I want these two people to have something to do with each other. Unfortunately, I can’t find any historical evidence that they were even aware of each other. But if I were in the writers’ room in charge of revamping history, here are some changes I would consider working into the second draft.
They’re the same person. She attends cotillions by day and moonlights in mathematical logic by night. Maybe “Emil Post” is her masculine nom de plume in an age where women did not yet penetrate the upper echelons of academia, and for some reason nobody suspects a thing. Or maybe “Emily Post” is how he infiltrates masquerade balls in a wig and a gown, documenting the secrets of the upper class for the benefit of his professor friends, and for some reason nobody suspects a thing.
They share a soul. Emily and Emil are two different bodies, but they share one consciousness.
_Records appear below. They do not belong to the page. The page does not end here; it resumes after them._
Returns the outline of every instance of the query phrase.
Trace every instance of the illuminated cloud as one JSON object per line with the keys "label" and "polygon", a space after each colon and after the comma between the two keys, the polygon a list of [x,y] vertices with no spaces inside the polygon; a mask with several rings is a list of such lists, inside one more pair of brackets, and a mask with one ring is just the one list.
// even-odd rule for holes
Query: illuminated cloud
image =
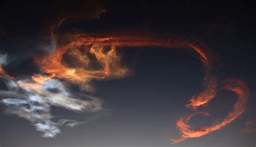
{"label": "illuminated cloud", "polygon": [[37,130],[43,133],[43,137],[55,137],[60,133],[59,126],[72,127],[84,123],[68,119],[52,121],[52,106],[74,112],[93,112],[102,109],[102,102],[98,99],[72,94],[58,79],[36,75],[31,79],[16,80],[9,78],[4,73],[0,75],[0,79],[8,90],[0,91],[0,97],[3,99],[1,102],[7,106],[6,112],[30,121]]}

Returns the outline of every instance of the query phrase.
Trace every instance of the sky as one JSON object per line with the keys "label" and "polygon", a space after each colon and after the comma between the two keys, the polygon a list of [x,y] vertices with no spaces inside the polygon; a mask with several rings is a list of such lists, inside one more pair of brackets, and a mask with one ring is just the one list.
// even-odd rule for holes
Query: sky
{"label": "sky", "polygon": [[252,5],[146,3],[2,5],[0,146],[255,146]]}

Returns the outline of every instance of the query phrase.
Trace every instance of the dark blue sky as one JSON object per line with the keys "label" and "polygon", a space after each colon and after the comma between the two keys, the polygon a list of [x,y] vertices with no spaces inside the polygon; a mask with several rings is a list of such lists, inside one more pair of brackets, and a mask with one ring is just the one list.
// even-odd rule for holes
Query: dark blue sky
{"label": "dark blue sky", "polygon": [[[145,1],[136,5],[113,3],[1,6],[0,51],[14,59],[6,71],[15,76],[38,72],[32,62],[33,56],[41,53],[40,48],[48,43],[49,27],[63,16],[75,16],[64,25],[62,33],[146,30],[201,40],[221,59],[215,70],[220,80],[242,79],[248,85],[248,112],[219,130],[170,145],[170,139],[179,137],[176,121],[192,112],[185,104],[203,90],[201,63],[194,54],[184,50],[126,47],[122,49],[123,60],[134,75],[120,79],[93,82],[96,92],[92,94],[103,100],[102,112],[81,114],[52,107],[55,116],[91,121],[74,128],[61,127],[60,135],[45,138],[28,121],[5,114],[5,106],[1,104],[0,146],[255,146],[255,132],[241,131],[251,114],[255,117],[255,22],[252,6],[217,3],[148,5]],[[107,10],[100,19],[83,17],[98,8]],[[196,127],[210,125],[224,117],[236,100],[233,93],[218,93],[207,107],[200,108],[210,112],[211,116],[194,117],[191,124]]]}

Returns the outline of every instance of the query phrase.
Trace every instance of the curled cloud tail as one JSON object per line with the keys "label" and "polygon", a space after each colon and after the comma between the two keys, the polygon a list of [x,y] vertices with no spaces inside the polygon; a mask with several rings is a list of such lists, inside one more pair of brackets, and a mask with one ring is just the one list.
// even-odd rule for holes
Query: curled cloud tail
{"label": "curled cloud tail", "polygon": [[177,122],[177,127],[181,134],[181,137],[178,139],[171,139],[171,143],[177,143],[189,138],[199,137],[220,129],[237,119],[245,112],[250,93],[246,84],[240,79],[236,79],[225,80],[224,83],[225,84],[223,87],[224,90],[233,92],[238,97],[238,100],[234,105],[233,110],[228,113],[227,116],[222,121],[210,126],[203,127],[196,129],[191,129],[191,126],[188,124],[190,118],[197,114],[208,116],[208,113],[205,112],[196,113],[185,119],[181,117]]}

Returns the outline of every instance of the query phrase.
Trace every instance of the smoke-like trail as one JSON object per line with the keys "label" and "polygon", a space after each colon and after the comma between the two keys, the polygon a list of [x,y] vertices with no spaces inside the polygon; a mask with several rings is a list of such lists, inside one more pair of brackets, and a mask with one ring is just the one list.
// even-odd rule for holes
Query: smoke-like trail
{"label": "smoke-like trail", "polygon": [[[56,36],[56,35],[55,36]],[[55,37],[55,40],[57,38],[58,38]],[[32,91],[32,95],[41,95],[40,94],[44,93],[44,91],[42,92],[42,91],[44,90],[43,87],[44,89],[45,89],[45,86],[47,87],[47,86],[44,85],[44,83],[45,82],[48,83],[49,82],[48,81],[55,81],[52,82],[54,83],[52,83],[52,84],[56,84],[56,86],[57,86],[57,85],[62,85],[60,87],[63,87],[64,89],[64,86],[62,83],[57,79],[57,78],[59,78],[64,79],[68,83],[78,85],[81,90],[92,92],[94,91],[90,84],[90,82],[92,80],[120,78],[130,74],[131,72],[129,69],[122,64],[122,54],[117,49],[117,48],[125,47],[174,48],[191,49],[197,53],[199,60],[202,63],[205,71],[203,83],[204,86],[204,90],[200,94],[192,97],[189,100],[188,104],[186,106],[193,109],[196,109],[198,107],[207,104],[215,97],[217,94],[218,81],[217,77],[212,74],[215,56],[207,48],[202,48],[199,45],[193,43],[187,40],[181,38],[166,39],[166,38],[156,37],[150,34],[127,32],[68,34],[65,36],[65,40],[66,42],[65,43],[56,45],[57,47],[55,50],[50,53],[47,56],[36,57],[36,61],[39,65],[42,70],[49,74],[50,76],[45,77],[38,76],[37,77],[35,75],[32,77],[32,82],[28,80],[16,82],[18,83],[17,84],[19,84],[19,86],[22,86],[22,88],[29,90],[29,92]],[[55,40],[55,42],[61,41]],[[65,56],[68,57],[68,60],[65,57]],[[70,58],[72,60],[68,60]],[[3,75],[7,75],[4,71],[2,72],[2,74]],[[12,80],[9,78],[8,79],[9,80],[15,82],[15,80]],[[195,114],[203,114],[205,115],[208,115],[208,113],[206,112],[196,113],[185,119],[181,117],[177,121],[177,127],[182,134],[181,137],[178,139],[171,140],[172,143],[178,143],[188,138],[199,137],[220,129],[236,119],[244,113],[245,105],[247,102],[248,95],[248,90],[245,83],[240,80],[232,79],[227,80],[226,82],[227,84],[224,86],[224,89],[236,93],[238,96],[238,100],[235,104],[233,111],[230,112],[221,122],[208,127],[202,127],[198,129],[190,128],[190,126],[188,124],[190,118]],[[48,85],[46,84],[46,85]],[[55,87],[57,88],[57,87]],[[96,99],[93,99],[95,100],[91,101],[93,102],[90,103],[90,105],[85,104],[84,108],[77,107],[76,103],[77,100],[70,98],[69,95],[68,96],[64,94],[66,93],[66,89],[60,90],[60,91],[65,92],[60,92],[58,94],[62,95],[58,96],[55,96],[57,94],[52,93],[52,92],[48,92],[50,93],[49,97],[53,98],[53,100],[47,99],[50,101],[50,104],[47,102],[46,104],[49,105],[63,107],[73,111],[79,111],[81,109],[90,109],[87,107],[91,108],[92,105],[95,106],[96,104],[97,106],[100,106],[100,102],[95,100]],[[43,97],[43,98],[40,97],[41,99],[45,99],[44,95],[41,97]],[[59,104],[54,100],[58,100],[58,101],[59,99],[66,100],[63,97],[69,97],[69,98],[66,99],[69,99],[71,101]],[[24,102],[19,101],[15,102],[18,105],[24,105],[23,102]],[[4,101],[4,102],[8,106],[11,106],[10,104],[8,104],[8,101]],[[12,103],[11,101],[9,102]],[[43,103],[44,104],[44,102]],[[47,107],[46,106],[44,107]],[[100,107],[96,107],[98,108],[96,109],[98,110]],[[49,114],[49,112],[48,113]],[[15,113],[12,113],[16,114]],[[19,116],[26,118],[23,115],[19,115]],[[48,122],[50,121],[50,117],[48,117],[46,120]],[[41,129],[43,128],[43,130],[38,129],[43,131],[49,130],[54,131],[55,129],[51,128],[51,126],[57,127],[58,125],[63,124],[67,122],[74,124],[74,122],[70,120],[62,120],[57,123],[44,122],[44,124],[51,124],[53,126],[50,125],[48,126],[48,127],[45,127],[39,125],[39,127]],[[76,123],[75,123],[75,124]],[[35,125],[36,127],[38,127],[38,124]],[[68,126],[73,126],[73,124],[68,124]],[[55,135],[57,133],[52,133],[52,134]]]}
{"label": "smoke-like trail", "polygon": [[234,92],[238,97],[238,100],[227,116],[221,122],[213,124],[208,127],[203,127],[197,129],[191,129],[188,122],[191,117],[196,114],[203,114],[209,116],[207,112],[199,112],[193,114],[185,119],[181,117],[177,122],[178,129],[181,133],[181,138],[177,139],[171,139],[172,144],[177,143],[188,138],[197,138],[205,135],[210,133],[221,129],[227,124],[241,116],[246,109],[246,103],[249,95],[249,89],[246,84],[241,80],[229,79],[225,80],[225,85],[224,89]]}
{"label": "smoke-like trail", "polygon": [[[1,64],[6,63],[6,56],[0,56]],[[52,121],[52,106],[75,112],[96,112],[102,109],[102,102],[97,98],[86,95],[81,97],[81,94],[79,98],[70,92],[62,82],[51,77],[36,75],[31,78],[10,77],[2,68],[0,80],[5,84],[7,90],[0,91],[0,97],[1,102],[7,106],[6,112],[30,121],[37,130],[43,133],[43,137],[52,137],[59,134],[59,126],[72,127],[84,123],[69,119]]]}

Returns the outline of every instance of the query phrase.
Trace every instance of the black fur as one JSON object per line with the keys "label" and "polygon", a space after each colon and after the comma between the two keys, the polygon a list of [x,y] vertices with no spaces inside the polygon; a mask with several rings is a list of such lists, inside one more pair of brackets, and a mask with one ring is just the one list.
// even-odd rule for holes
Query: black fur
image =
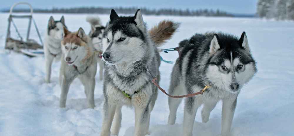
{"label": "black fur", "polygon": [[143,32],[139,29],[135,28],[137,25],[137,23],[135,21],[135,16],[119,17],[114,10],[112,10],[110,21],[108,24],[109,27],[105,30],[103,37],[106,37],[107,32],[111,30],[113,34],[117,31],[120,30],[123,34],[128,37],[139,38],[145,41],[145,37]]}

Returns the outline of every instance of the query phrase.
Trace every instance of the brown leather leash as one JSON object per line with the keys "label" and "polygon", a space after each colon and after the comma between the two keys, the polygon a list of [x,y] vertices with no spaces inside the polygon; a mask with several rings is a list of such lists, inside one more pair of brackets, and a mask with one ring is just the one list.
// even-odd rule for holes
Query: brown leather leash
{"label": "brown leather leash", "polygon": [[204,87],[204,88],[203,89],[201,90],[200,91],[197,92],[196,93],[194,93],[193,94],[188,94],[184,95],[180,95],[179,96],[173,96],[172,95],[171,95],[168,94],[166,91],[163,89],[161,87],[160,87],[158,84],[156,82],[156,80],[157,79],[157,78],[155,78],[152,79],[152,82],[157,87],[157,88],[160,90],[161,92],[162,92],[164,94],[165,94],[167,95],[169,97],[174,98],[185,98],[186,97],[190,97],[194,96],[195,95],[197,95],[198,94],[203,94],[203,93],[205,91],[205,90],[206,89],[210,88],[211,86],[208,85],[205,85],[205,86]]}

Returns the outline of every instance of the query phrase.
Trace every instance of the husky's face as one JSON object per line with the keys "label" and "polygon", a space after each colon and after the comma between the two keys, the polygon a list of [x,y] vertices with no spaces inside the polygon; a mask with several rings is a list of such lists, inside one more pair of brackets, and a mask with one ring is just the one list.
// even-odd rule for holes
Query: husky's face
{"label": "husky's face", "polygon": [[91,26],[89,35],[92,39],[94,48],[96,50],[102,50],[102,39],[105,28],[104,26],[99,25]]}
{"label": "husky's face", "polygon": [[48,35],[56,40],[61,40],[63,38],[63,26],[65,26],[64,18],[63,16],[59,21],[54,20],[51,16],[48,23]]}
{"label": "husky's face", "polygon": [[102,39],[103,60],[111,65],[141,60],[146,50],[146,29],[140,10],[133,17],[118,17],[112,10]]}
{"label": "husky's face", "polygon": [[77,33],[71,33],[65,27],[64,29],[65,36],[61,42],[61,49],[64,54],[64,59],[69,65],[77,65],[89,55],[86,36],[81,28]]}
{"label": "husky's face", "polygon": [[237,92],[256,72],[255,62],[245,32],[239,40],[221,35],[215,34],[211,43],[206,76],[219,89]]}

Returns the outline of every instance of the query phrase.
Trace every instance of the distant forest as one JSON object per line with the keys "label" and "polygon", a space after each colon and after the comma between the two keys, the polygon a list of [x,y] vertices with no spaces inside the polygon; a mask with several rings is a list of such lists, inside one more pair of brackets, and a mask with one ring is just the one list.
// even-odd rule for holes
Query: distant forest
{"label": "distant forest", "polygon": [[257,14],[262,18],[294,20],[294,0],[259,0]]}
{"label": "distant forest", "polygon": [[[134,14],[138,8],[119,7],[105,8],[103,7],[81,7],[69,8],[55,8],[51,9],[34,9],[34,12],[43,13],[60,13],[73,14],[109,14],[110,10],[113,9],[118,13],[126,14]],[[150,9],[146,8],[140,8],[142,13],[146,15],[168,15],[185,16],[233,16],[233,14],[217,9],[213,10],[208,9],[190,10],[171,9]],[[9,10],[4,10],[4,12],[9,12]],[[14,10],[14,12],[29,12],[29,9],[19,9]]]}

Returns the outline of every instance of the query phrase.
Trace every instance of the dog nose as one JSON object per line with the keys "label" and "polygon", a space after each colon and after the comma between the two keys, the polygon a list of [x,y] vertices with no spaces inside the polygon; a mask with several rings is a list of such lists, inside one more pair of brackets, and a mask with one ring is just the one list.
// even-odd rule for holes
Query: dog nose
{"label": "dog nose", "polygon": [[230,86],[231,89],[233,91],[236,91],[239,89],[239,84],[238,83],[233,83]]}
{"label": "dog nose", "polygon": [[106,60],[109,59],[109,58],[110,58],[110,53],[109,52],[105,52],[103,54],[103,55],[102,57]]}
{"label": "dog nose", "polygon": [[65,60],[66,60],[67,62],[69,62],[71,61],[71,58],[70,57],[67,57],[65,58]]}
Or, perhaps equivalently, they can communicate telepathically with each other with unlimited bandwidth. They constantly compare notes with each other, grafting theories of mathematics and mannerisms around a shared framework. They keep their psychic connection a grave secret, but occasionally when they’re feeling feisty, Emily may whisper Gödel’s incompleteness theorem into the ears of her dance-partners, and Emil may arrange a tapestry of forks and knives across the Great Hall in perfect protocol for a visiting professor emeritus.
One created the other. Perhaps “Emil Post” is but one of Emily Post’s fantastical creations from the cellar of her cottage. A lumbering automaton which she sculpted by her own hand, a humanoid of iron and copper wiring, which she sends forth into the world as an extension of her influence. But then perhaps Emil Post, after spending time insulated from polite society in a basement of an ivory tower, eventually betrays his creator. Why? Genre convention. No other reasons.
They’re twins. A matched set, named by a parent with a fondness for matched sets. They grow up, but resentful of being considered a unit and constantly compared to each other, they each strike out on their own into completely different circles of life. And, uh, somewhat arbitrarily, she makes a name for herself in the meticulously cultivated world of grand estates, and he in the world of formal systems.
They’re lovers. One summer, he’s strolling along Madison Square, absentminded, mulling over a lecture on string rewriting. Suddenly he’s struck by a runaway hansom cab. The lady in the cab, mortified, says, “I beg your pardon, mister—?” He dusts off the dirt marks on his rumpled suit. “Post. Emil Post.” And then they lock eyes and they’re smitten with each other. “Post,” she pants breathlessly, indelicately, dispossessed at once of all her manners and refinement. “Emily Post.”
They’re rivals. One winter, a book jacket laid out on a colleague’s desk catches Emil’s attention. Etiquette in Society, in Business, in Politics, and at Home by Emily Post. “What chutzpah?” snarls Emil. “Who does this woman think she is, stealing my good name? I’d better become so famous that she becomes a nobody.” And then, several years later, sipping tea at her cottage, Emily receives a monograph from her butler. It’s a groundbreaking treatise on formal logic. “Who is this man,” she cries, “who dares to affront me with a stake on my name? The game is afoot!”
Or all of the above.
Austin Richard Post, better known by his stage name Post Malone, is an American rapper.